Das Videospiele möglicherweise epileptische Anfälle begünstigen können, weiß man schon seit ca. 30 Jahren, ich erinnere mich daran das immer ein Warnhinweis im Handbuch meiner NES-Spiele stand.


----------



## MichaelG (28. Februar 2015)

Bewußt ist mir das erst seit Ende der 90er Jahre/Anfang 2000er aufgefallen. Kann sein.

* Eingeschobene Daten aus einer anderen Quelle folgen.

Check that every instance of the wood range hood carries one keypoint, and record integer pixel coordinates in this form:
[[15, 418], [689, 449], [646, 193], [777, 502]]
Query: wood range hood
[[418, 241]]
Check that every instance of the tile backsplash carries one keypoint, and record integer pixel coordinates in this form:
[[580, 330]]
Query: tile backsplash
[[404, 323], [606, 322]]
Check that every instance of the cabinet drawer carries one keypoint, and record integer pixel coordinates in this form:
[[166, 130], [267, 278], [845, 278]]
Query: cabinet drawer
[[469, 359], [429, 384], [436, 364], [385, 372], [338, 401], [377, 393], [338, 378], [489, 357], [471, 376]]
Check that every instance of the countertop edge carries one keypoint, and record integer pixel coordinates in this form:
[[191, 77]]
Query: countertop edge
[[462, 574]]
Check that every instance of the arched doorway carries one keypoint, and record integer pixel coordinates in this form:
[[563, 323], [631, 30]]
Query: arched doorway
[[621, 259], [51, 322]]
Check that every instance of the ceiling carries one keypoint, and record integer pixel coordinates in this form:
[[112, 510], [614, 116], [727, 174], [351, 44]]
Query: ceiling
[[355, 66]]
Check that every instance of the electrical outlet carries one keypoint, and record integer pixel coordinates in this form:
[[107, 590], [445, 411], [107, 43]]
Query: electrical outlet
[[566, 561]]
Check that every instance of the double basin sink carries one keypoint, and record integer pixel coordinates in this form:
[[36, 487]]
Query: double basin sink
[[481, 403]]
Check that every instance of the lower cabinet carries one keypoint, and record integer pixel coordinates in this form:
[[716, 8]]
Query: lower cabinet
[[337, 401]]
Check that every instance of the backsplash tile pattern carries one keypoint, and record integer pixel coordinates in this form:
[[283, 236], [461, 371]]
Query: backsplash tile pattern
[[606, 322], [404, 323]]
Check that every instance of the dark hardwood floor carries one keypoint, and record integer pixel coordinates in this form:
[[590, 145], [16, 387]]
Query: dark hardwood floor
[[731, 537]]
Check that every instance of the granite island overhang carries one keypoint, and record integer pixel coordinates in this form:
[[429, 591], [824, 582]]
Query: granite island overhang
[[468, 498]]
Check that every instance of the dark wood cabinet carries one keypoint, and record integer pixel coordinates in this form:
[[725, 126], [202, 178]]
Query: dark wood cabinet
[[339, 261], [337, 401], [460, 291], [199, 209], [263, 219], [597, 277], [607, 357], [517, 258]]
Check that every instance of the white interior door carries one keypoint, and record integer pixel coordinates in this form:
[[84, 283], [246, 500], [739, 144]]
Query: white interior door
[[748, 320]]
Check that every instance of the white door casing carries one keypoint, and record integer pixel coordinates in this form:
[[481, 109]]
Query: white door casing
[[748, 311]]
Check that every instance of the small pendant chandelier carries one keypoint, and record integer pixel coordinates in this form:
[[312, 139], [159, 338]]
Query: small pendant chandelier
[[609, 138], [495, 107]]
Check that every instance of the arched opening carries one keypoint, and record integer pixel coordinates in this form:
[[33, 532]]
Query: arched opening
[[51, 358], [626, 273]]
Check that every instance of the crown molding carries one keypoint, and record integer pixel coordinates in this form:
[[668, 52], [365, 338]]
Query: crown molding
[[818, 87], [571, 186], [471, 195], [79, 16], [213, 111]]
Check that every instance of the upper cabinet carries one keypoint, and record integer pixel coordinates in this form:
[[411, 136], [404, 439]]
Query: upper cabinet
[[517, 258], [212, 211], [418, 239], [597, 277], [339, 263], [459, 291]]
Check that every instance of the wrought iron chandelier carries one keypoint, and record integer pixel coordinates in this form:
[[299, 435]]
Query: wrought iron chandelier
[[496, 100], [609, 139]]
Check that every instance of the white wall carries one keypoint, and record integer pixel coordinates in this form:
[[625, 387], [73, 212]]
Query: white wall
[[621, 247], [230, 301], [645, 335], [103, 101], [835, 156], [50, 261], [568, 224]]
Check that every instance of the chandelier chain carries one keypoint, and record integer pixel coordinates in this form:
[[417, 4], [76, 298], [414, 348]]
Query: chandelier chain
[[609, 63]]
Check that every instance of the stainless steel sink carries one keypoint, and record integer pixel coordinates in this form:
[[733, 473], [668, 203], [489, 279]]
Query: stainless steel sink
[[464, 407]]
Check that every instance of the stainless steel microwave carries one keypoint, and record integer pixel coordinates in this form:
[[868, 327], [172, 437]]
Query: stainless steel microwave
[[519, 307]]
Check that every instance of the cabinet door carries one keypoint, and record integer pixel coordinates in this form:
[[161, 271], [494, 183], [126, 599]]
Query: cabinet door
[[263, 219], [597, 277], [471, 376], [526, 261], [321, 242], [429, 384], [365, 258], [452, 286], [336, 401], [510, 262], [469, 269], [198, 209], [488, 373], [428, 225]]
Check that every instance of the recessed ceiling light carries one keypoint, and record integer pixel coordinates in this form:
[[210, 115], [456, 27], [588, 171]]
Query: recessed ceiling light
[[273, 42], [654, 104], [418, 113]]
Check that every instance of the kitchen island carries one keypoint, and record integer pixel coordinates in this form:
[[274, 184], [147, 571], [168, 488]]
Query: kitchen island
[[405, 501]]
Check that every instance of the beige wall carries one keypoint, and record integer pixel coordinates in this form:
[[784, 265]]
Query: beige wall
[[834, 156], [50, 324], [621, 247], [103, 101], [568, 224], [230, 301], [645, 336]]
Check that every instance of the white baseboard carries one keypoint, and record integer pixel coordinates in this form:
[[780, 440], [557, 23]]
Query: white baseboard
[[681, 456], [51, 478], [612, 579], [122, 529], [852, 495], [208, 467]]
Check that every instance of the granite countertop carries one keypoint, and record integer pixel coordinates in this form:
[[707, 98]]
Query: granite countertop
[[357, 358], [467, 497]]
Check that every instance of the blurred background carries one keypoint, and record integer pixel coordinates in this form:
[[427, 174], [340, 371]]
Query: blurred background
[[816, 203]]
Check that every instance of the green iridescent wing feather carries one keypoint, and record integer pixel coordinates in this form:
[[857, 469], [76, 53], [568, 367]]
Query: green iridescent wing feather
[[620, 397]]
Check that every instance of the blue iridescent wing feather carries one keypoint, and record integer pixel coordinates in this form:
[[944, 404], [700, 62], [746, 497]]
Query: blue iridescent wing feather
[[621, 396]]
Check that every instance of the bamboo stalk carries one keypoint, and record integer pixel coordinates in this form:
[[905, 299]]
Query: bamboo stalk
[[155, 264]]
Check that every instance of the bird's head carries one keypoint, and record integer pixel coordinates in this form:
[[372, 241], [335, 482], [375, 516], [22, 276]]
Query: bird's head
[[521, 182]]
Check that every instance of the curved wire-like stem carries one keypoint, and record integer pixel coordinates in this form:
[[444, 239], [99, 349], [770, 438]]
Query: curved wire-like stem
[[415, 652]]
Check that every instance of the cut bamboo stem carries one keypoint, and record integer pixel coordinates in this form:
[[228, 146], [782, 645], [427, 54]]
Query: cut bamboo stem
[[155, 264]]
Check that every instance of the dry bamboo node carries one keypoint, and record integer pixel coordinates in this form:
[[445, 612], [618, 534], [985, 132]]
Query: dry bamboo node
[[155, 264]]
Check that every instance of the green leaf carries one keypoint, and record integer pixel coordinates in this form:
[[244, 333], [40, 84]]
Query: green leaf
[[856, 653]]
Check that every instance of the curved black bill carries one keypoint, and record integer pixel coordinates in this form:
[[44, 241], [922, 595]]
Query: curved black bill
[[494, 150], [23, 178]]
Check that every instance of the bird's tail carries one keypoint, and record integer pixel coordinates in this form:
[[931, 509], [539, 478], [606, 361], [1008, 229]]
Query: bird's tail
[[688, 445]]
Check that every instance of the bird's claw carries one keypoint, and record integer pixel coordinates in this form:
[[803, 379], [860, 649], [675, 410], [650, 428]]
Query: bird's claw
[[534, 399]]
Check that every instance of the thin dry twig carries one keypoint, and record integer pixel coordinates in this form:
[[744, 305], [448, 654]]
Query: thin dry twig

Aber trotzdem bleibt das Thema AR und VR noch zu sehr Neuland um daraus eventuell resultierende Spätfolgen/gesundheitliche Probleme zu verneinen oder zu bejahen.


----------



## Kwengie (28. Februar 2015)

MichaelG schrieb:


> Bewußt ist mir das erst seit Ende der 90er Jahre/Anfang 2000er aufgefallen. Kann sein. Aber trotzdem bleibt das Thema AR und VR noch zu sehr Neuland um daraus eventuell resultierende Spätfolgen/gesundheitliche Probleme zu verneinen oder zu bejahen.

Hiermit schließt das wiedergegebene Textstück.